Machine Learning Pipeline
Pipeline chains together multiple steps so that the output of each step is used as input to the next step.
Pipelines make it easy to apply the same preprocessing to train and test.
Without pipeline steps:
1. Applying Imputation
- Imputation means filling the null values in the data by using the simple imputer in sklearn.
from sklearn.compose import ColumnTransformer
from sklearn.impute import SimpleImputer
trf1 = ColumnTransformer([
("impute", SimpleImputer(), [1]) # 1 means first column
("impute_cat", SimpleImputer(strategy="most_frequent"), [6])
], remainder="passthrough")
2. OneHot Encoding
- OneHot encoding means converting the categorical columns to numeric columns by using the OneHotEncoding in sklearn.
from sklearn.preprocessing import OneHotEncoder
trf2 = ColumnTransformer([
("encoding", OneHotEncoder(sparse=False, handle_unknown='ignore'),[1,6])
], remainder='passthrough')
3. Scaling
- Scaling means scaling all numbers in the 0 to 1 range by using the MinMaxScaler in sklearn.
from sklearn.preprocessing import MinMaxScaler
trf3 = ColumnTransformer([
('scale', MinMaxScaler(), slice(0,8)) # Slice means apply on 0 to 8 all columns
])
4. Train the model
- Define the model here we are using the DecisionTreeClassifier
from sklearn.tree import DecisionTreeClassifier
trf4 = DecisionTreeClassifier()
With the pipeline:
from sklearn.pipeline import Pipeline
pipe = Pipeline([
("trf1", trf1),
("trf2", trf2),
("trf3", trf3),
("trf4", trf4),
])
pipe.fit(X_train, y_train)
y_pred = pipeline.predict(X_test)
Use the make_pipeline function in sklearn
from sklearn.pipeline import make_pipeline
pipeline = make_pipeline(trf1, trf2, trf3, trf4)

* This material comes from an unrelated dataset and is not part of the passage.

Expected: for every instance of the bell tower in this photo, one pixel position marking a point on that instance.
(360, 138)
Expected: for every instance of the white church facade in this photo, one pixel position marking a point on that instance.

pipeline.fit(X_train, y_train)
y_pred = pipeline.predict(X_test)
How to see the full pipeline in visual format
from sklearn import set_config
set_config(display='diagram')
pipe
This is a basic guide about pipeline implementation in sklearn. It is easy to use all the preprocessing steps and model fitting in a one stop solution for all.
Thanks for feedback.